Proposed new crew: The DB Crew

Lloyd Hilaiel

unread,

Sep 19, 2012, 12:55:40 PM9/19/12

to dev-id...@lists.mozilla.org, Austin King, Richard Soderberg, Gene Wood, Sheeri Cabral

While participating in the deployment of train-2012.08.17 yesterday, it became clear to everyone working on this that our mysql deployment in production is not properly optimized. The following concrete actions can drastically improve our capacity and reduce time to deployment in my opinion:

1. Audit configuration - We are running with 128gb of ram, yet the mysql configuration doesn't leverage this
2. Audit mysql version - We can likely safely upgrade mysql which will address many bugs and bring new features to our disposal.

I suggest a new crew, the database crew. I suggest the following process:

Generate a sample data set (in mysqldump form), and 10 or so representative queries against that set. These queries wholly represent the interaction of our web app against mysql and also cover things like altering tables.
This sample data set will have 10 million users.

Success criteria:

1. mysql updated to the ideal version in production
2. configuration tuned to perform predictably and optimally against the sample data set
3. Deep understanding of table modification time requirements to inform dev and prod for future changes to schema

This work will also require that we hone our master failover process, as we would need to exercise this process to achieve the criteria above.

I suggest Sheeri audit and advise this crew cause she's awesome and knows mysql.

Thoughts?
lloyd

Ben Adida

unread,

Sep 19, 2012, 1:33:41 PM9/19/12

to Lloyd Hilaiel, Austin King, Richard Soderberg, Sheeri Cabral, Gene Wood, dev-id...@lists.mozilla.org

Love it. The only issue is: someone has to lead it. Are you proposing to do that?

I'm happy to help how I can, I used to do quite a bit of DB stuff, back in the day (oh, I'm getting old, aren't I?)

--
Ben Adida

> _______________________________________________
> dev-identity mailing list
> dev-id...@lists.mozilla.org (mailto:dev-id...@lists.mozilla.org)
> https://lists.mozilla.org/listinfo/dev-identity
>
>

Jared Hirsch

unread,

Sep 19, 2012, 1:46:27 PM9/19/12

to Lloyd Hilaiel, Austin King, Richard Soderberg, Sheeri Cabral, Gene Wood, dev-id...@lists.mozilla.org

Sounds great! Couple of questions/comments:

- I've heard recent talk of evaluating alternative persistence tools. Does
the DB crew's existence imply that we're sticking with MySQL in the longer
term?

- This falls a bit into implementation detail, but when you start building
a test environment, it would be awesome to see the DB crew leverage and
extend ozten's prodlike VM cluster<https://github.com/ozten/browserid-devops>.

Jared

> https://lists.mozilla.org/listinfo/dev-identity
>

Lloyd Hilaiel

unread,

Sep 19, 2012, 1:49:07 PM9/19/12

to Ben Adida, Austin King, Richard Soderberg, Sheeri Cabral, Gene Wood, dev-id...@lists.mozilla.org

On Sep 19, 2012, at 11:33 AM, Ben Adida <b...@adida.net> wrote:
> Love it. The only issue is: someone has to lead it. Are you proposing to do that?

I would like to participate and would be happy to lead (however that would break the rule of leading two things).

My biggest interest is simply in a phased approach that is low impact and tactical. I don't want this to turn into the "shall we switch data stores" conversation - that will be had but is much less urgent.

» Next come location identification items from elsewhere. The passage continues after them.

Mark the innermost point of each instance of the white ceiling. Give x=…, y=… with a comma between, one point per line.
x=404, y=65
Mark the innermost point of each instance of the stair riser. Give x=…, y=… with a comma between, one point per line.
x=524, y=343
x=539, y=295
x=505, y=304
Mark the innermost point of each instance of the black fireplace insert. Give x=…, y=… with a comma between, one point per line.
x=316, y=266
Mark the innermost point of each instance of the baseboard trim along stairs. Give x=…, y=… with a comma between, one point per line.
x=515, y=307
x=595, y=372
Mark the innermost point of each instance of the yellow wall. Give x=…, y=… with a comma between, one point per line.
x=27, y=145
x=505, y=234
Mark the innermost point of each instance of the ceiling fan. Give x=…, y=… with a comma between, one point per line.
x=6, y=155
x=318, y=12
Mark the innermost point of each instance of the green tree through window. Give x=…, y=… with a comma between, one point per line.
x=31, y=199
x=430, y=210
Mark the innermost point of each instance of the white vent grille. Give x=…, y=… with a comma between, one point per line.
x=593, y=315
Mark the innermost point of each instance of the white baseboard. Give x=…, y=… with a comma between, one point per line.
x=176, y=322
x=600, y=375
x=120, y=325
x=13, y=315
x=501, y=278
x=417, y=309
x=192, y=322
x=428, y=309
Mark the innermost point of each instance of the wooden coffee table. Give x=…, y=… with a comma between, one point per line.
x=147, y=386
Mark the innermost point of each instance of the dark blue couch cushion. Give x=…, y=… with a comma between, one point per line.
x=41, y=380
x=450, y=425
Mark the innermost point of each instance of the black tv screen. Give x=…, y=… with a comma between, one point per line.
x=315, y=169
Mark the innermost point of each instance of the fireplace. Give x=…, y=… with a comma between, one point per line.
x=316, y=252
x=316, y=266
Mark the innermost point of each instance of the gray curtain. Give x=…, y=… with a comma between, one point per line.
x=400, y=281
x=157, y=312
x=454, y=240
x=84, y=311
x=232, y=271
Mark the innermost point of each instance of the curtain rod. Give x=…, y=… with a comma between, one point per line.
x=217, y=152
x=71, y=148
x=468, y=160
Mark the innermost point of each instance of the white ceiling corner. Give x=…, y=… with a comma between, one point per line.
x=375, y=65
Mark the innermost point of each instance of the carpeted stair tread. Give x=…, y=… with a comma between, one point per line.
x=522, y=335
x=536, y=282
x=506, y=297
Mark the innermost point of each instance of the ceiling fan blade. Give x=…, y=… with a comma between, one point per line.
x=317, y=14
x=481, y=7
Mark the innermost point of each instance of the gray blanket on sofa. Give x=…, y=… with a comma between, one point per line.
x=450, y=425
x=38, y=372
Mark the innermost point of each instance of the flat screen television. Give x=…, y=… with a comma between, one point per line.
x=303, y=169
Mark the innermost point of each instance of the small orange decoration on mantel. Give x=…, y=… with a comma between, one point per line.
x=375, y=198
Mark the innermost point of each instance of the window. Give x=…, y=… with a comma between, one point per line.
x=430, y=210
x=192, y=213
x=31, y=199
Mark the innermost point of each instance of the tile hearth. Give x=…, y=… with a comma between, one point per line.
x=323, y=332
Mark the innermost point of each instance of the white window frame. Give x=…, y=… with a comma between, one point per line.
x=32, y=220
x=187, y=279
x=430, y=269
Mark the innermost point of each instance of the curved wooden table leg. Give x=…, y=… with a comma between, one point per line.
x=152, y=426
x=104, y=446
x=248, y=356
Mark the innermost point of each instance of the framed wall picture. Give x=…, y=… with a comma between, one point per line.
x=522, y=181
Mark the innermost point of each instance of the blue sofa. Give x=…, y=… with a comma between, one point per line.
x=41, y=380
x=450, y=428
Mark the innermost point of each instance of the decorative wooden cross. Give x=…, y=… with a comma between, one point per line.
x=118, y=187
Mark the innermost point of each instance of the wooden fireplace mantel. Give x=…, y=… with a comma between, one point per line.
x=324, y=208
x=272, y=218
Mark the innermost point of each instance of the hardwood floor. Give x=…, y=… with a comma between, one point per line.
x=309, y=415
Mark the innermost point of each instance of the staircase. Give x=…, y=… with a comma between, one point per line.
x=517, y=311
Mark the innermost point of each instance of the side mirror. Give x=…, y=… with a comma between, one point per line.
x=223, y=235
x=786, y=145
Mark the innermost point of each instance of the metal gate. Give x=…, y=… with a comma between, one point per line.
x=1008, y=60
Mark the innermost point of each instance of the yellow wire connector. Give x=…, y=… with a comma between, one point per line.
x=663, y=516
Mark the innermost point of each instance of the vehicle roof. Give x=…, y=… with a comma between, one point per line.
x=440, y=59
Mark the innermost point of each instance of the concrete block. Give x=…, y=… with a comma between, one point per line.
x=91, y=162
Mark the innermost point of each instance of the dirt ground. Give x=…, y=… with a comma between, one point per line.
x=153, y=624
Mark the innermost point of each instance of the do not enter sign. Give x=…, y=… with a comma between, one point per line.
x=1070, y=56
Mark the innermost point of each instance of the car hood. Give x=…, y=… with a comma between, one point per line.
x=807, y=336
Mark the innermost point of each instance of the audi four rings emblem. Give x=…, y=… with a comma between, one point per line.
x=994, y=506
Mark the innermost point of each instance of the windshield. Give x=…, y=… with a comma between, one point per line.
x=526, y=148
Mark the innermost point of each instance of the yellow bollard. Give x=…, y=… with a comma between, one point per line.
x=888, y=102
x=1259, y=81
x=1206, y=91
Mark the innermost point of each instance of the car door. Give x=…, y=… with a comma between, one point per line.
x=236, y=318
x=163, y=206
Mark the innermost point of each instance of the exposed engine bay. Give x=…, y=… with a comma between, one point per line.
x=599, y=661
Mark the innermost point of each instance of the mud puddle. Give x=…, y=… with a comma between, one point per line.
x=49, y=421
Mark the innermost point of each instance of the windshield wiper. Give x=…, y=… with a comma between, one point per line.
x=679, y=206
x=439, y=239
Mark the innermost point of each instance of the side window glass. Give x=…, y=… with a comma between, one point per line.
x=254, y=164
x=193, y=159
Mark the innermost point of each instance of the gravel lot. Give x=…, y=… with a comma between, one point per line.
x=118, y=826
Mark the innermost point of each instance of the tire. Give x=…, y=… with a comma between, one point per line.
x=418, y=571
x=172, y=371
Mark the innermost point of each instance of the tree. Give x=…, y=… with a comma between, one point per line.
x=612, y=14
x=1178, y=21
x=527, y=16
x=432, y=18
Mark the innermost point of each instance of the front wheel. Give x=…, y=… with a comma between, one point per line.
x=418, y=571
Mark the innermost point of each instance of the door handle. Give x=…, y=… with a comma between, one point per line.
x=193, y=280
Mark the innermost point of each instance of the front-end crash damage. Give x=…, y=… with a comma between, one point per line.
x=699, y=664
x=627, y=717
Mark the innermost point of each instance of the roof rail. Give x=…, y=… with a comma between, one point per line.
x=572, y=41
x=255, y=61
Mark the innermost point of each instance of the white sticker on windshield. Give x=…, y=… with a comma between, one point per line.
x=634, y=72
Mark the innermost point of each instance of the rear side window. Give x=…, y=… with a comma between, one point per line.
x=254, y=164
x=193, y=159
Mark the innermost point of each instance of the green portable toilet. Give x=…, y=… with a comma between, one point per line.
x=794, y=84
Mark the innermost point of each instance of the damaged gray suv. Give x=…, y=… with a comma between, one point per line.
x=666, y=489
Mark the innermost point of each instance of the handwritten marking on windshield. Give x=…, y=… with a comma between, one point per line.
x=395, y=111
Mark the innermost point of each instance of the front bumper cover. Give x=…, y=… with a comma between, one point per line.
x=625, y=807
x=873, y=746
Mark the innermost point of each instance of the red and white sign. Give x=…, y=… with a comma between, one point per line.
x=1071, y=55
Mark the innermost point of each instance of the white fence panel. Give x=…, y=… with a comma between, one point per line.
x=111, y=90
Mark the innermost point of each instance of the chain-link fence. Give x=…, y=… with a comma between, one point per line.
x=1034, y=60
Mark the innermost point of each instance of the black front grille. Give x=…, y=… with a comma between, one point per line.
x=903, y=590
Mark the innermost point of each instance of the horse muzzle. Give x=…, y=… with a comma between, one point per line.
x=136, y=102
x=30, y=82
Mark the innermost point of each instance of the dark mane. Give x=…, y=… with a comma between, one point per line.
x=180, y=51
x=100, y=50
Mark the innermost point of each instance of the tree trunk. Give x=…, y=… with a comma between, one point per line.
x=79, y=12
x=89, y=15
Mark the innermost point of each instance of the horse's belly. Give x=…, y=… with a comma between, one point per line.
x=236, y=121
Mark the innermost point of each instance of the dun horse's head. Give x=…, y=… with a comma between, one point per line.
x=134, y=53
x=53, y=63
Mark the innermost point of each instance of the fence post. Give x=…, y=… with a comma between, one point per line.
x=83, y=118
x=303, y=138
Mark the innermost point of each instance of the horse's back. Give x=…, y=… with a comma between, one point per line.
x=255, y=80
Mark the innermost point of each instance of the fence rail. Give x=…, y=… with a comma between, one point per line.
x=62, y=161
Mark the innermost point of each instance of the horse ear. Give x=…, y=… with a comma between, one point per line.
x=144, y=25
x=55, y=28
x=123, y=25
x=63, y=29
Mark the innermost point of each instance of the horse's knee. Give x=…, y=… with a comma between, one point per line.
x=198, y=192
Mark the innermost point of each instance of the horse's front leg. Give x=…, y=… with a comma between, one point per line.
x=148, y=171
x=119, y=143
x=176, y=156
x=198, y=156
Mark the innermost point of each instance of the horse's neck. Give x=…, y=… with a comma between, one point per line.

I think there is a very small amount of work we can do right now that will drastically improve our situation.

If we had performed this work before yesterday, deployment would have taken 4 hours instead of 12 imo.

lloyd

Lloyd Hilaiel

unread,

Sep 19, 2012, 1:53:48 PM9/19/12

to Jared Hirsch, Austin King, Richard Soderberg, Sheeri Cabral, Gene Wood, dev-id...@lists.mozilla.org

On Sep 19, 2012, at 11:46 AM, Jared Hirsch <jhi...@mozilla.com> wrote:

> Sounds great! Couple of questions/comments:
>
> - I've heard recent talk of evaluating alternative persistence tools. Does the DB crew's existence imply that we're sticking with MySQL in the longer term?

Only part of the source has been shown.